Les habitants y gagnent sur trois tableaux : l’écologie, la qualité de vie, la mixité sociale. Le dérèglement climatique est tel que décarboner les mobilités ne suffira pas. Il faut changer nos modes de vie et notamment réduire nos déplacements. Les gains en qualité de vie sont évidents. L’hyper proximité permet aux habitants de gagner du temps utile, comme je l’ai évoqué, mais aussi de bénéficier d’une ville vibrante, intense, caractérisée par une multiplicité d’usages, comme l’a montré Jane Jacobs dès les années 60-70. Elle est une militante qui a contribué à faire échouer le projet de destruction des quartiers populaires de New York, et qui a inspiré mes réflexions sur la ville du quart d’heure.

 

Vous parliez aussi de mixité sociale ? En quoi la ville du quart d’heure la favorise-t-elle ?

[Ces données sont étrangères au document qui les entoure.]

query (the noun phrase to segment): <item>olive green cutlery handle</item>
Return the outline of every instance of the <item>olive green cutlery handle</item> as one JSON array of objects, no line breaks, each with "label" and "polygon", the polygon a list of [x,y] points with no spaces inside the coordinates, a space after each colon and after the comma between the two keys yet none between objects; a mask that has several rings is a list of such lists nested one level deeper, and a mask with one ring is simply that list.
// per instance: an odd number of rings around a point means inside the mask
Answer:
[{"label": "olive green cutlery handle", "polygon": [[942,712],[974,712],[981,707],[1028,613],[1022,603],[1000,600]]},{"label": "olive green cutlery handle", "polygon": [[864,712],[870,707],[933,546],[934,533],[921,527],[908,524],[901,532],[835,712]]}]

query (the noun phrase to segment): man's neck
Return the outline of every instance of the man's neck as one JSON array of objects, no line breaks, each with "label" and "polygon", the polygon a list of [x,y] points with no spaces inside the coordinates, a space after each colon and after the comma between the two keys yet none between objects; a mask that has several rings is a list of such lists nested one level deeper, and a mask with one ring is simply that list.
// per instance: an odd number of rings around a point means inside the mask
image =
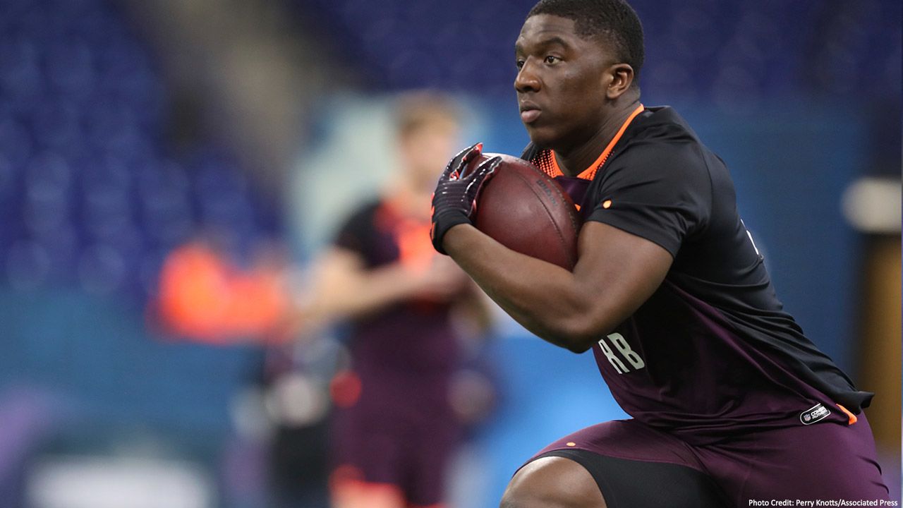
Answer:
[{"label": "man's neck", "polygon": [[586,170],[599,158],[600,154],[618,134],[621,126],[638,105],[639,98],[631,101],[624,101],[623,105],[616,107],[615,110],[605,118],[587,141],[573,147],[555,150],[555,158],[562,173],[567,176],[576,176]]}]

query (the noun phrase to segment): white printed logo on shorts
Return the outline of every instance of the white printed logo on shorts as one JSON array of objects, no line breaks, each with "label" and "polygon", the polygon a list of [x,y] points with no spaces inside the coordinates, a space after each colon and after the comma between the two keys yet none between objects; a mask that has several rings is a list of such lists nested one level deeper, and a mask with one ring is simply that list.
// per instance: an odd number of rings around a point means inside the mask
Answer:
[{"label": "white printed logo on shorts", "polygon": [[831,410],[819,403],[800,413],[799,420],[803,425],[812,425],[828,418],[830,414]]}]

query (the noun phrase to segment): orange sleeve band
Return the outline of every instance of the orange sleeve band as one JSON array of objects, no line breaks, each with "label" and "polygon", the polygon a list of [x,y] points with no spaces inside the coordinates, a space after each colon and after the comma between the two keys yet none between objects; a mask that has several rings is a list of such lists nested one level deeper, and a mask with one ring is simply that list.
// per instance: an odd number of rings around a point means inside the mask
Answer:
[{"label": "orange sleeve band", "polygon": [[843,411],[843,414],[845,414],[847,416],[847,418],[849,419],[847,420],[847,425],[852,425],[852,424],[856,423],[857,421],[859,421],[859,419],[856,418],[856,415],[854,415],[852,412],[850,412],[850,409],[844,408],[843,406],[841,406],[840,404],[834,404],[834,405],[837,406],[838,408],[840,408],[840,409],[842,411]]}]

Dans des villes « zonées », les habitants ne se mélangent pas. Dans les villes de l’hyper proximité, les occasions de rencontres, de brassage sont démultipliées. À fortiori quand les bâtiments s’ouvrent à une mixité d’usages à travers le temps (le volet « chronotopie » est intimement lié au modèle des villes du quart d’heure). La multifonctionnalité des lieux favorise la mixité des publics qui se croisent. Les logements sont aussi source de mixité sociale avec plus des catégories sociales pour partager les lieux d’habitation.

 

C’est notamment le pari qu’a fait le nouveau conservatoire de Pantin, ouvert à la rentrée 2022, qui réunit en un seul lieu piscine et conservatoire, pour favoriser le mélange des deux publics, a priori différents ?

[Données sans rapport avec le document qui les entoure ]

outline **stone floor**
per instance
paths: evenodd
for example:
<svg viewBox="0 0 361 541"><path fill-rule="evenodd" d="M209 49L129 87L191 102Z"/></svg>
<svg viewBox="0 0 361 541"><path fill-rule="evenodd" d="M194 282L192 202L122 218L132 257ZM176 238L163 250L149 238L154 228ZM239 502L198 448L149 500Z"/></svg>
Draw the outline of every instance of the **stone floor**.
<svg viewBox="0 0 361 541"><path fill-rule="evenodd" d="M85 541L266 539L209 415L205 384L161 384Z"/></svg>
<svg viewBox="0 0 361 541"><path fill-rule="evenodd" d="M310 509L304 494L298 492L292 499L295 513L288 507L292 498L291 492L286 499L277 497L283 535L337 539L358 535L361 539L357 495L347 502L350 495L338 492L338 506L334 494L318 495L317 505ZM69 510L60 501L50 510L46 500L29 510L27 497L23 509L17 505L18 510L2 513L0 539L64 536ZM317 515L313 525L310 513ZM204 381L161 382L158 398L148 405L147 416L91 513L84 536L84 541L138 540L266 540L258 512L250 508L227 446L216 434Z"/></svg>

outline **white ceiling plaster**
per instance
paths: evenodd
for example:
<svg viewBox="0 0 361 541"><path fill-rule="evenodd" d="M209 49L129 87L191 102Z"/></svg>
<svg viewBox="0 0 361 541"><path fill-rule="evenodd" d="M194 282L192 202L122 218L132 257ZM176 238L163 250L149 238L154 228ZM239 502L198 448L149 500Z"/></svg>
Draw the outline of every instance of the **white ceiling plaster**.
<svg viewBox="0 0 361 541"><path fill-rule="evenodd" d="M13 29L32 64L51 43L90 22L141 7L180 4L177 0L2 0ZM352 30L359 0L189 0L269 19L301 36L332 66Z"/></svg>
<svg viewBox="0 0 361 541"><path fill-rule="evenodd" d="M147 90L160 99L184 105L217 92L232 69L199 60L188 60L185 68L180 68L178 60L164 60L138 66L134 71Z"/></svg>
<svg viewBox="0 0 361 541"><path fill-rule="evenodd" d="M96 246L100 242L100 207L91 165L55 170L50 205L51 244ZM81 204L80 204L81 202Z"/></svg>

Exactement. Notons que l’hyper proximité des villes du quart d’heure développe aussi la solidarité, l’entraide. Elle permet aux plus fragiles de bénéficier du soutien de leur voisinage, tout simplement parce que les habitants connaissent mieux leurs voisins, investissent davantage leur quartier.

 

 

« La ville du quart d’heure, c’est des lieux de vie partout, un lieu pour plusieurs usages et pour chaque usage, de nouveaux possibles pour tous. »

 

 

Pourriez-vous nous citer des bâtiments emblématiques inspirés de la chronotopie ?

Ils sont nombreux, rien qu’à Paris. On peut citer par exemple « l’immeuble-quartier » de la Félicité à Sully Morland, qui concentre en un même lieu une auberge de jeunesse et un hôtel, des restaurants, bars, équipements sportifs et lieux de détente. Ou dans une autre finalité, l’urbanisme transitoire de la Caserne, boulevard Exelmans, qui, en attendant la reconstruction, se consacre à l’hébergement d’urgence et favorise la mixité des publics en proposant des activités culturelles, économiques, écologiques et de la restauration, le nouveau quartier Clichy Batignolles, très exemplaire portant ces concepts et le traduisant dans une réalité sur 53 hectares.

 

Quel est l’impact aujourd’hui du modèle de la ville du quart d’heure sur les grandes métropoles ?

La ville du quart d’heure inspire aujourd’hui un grand nombre de métropoles : Paris, Nantes, Mulhouse, Copenhague (la « five minutes city »), Rome, Milan, Valencia, Utrecht, Melbourne, Ottawa (« 20 minutes City »), Buenos Aires, Busan etc. On la retrouve sur les cinq continents ! Le réseau mondial des métropoles pour le climat, le C40 l’a adopté depuis la pandémie et son engagement est très fort.

 

Minibio

Scientifique franco-colombien, professeur associé à l’Université Paris 1 Panthéon Sorbonne-IAE Paris, Carlos Moreno est mondialement connu comme inventeur du concept de la ville du quart d’heure et est un spécialiste des villes et territoires. Arrivé en France à vingt ans, il commence sa carrière universitaire en 1983, comme enseignant-chercheur à l’IUT de Cachan/ Université Paris Sud. Il est aujourd’hui directeur scientifique et co-fondateur de la chaire eTI (Entrepreneuriat Territoire Innovation) à l’université Paris 1 Panthéon-Sorbonne/ IAE Sorbonne Business School. Dès 2006, il commence à travailler sur le concept de ville numérique et durable qui  devient en 2016 le concept de la proximité heureuse avec la ville du 1/4 d’heure et le territoire de la 1/2 heure. Il est chevalier de l’ordre de la Légion d’honneur depuis 2010, a reçu la médaille Prospective 2019 de l’Académie d’architecture, est lauréat de l’Obel Award 2021 et a remporté le Leadership Award à l’occasion des World Smart Cities Award en 2021. Le concept de la ville du 1/4 d’heure a reçu en 2022 le « Parchemin d’honneur », la plus haute récompense dans l’urbanisme de UN – Habitat.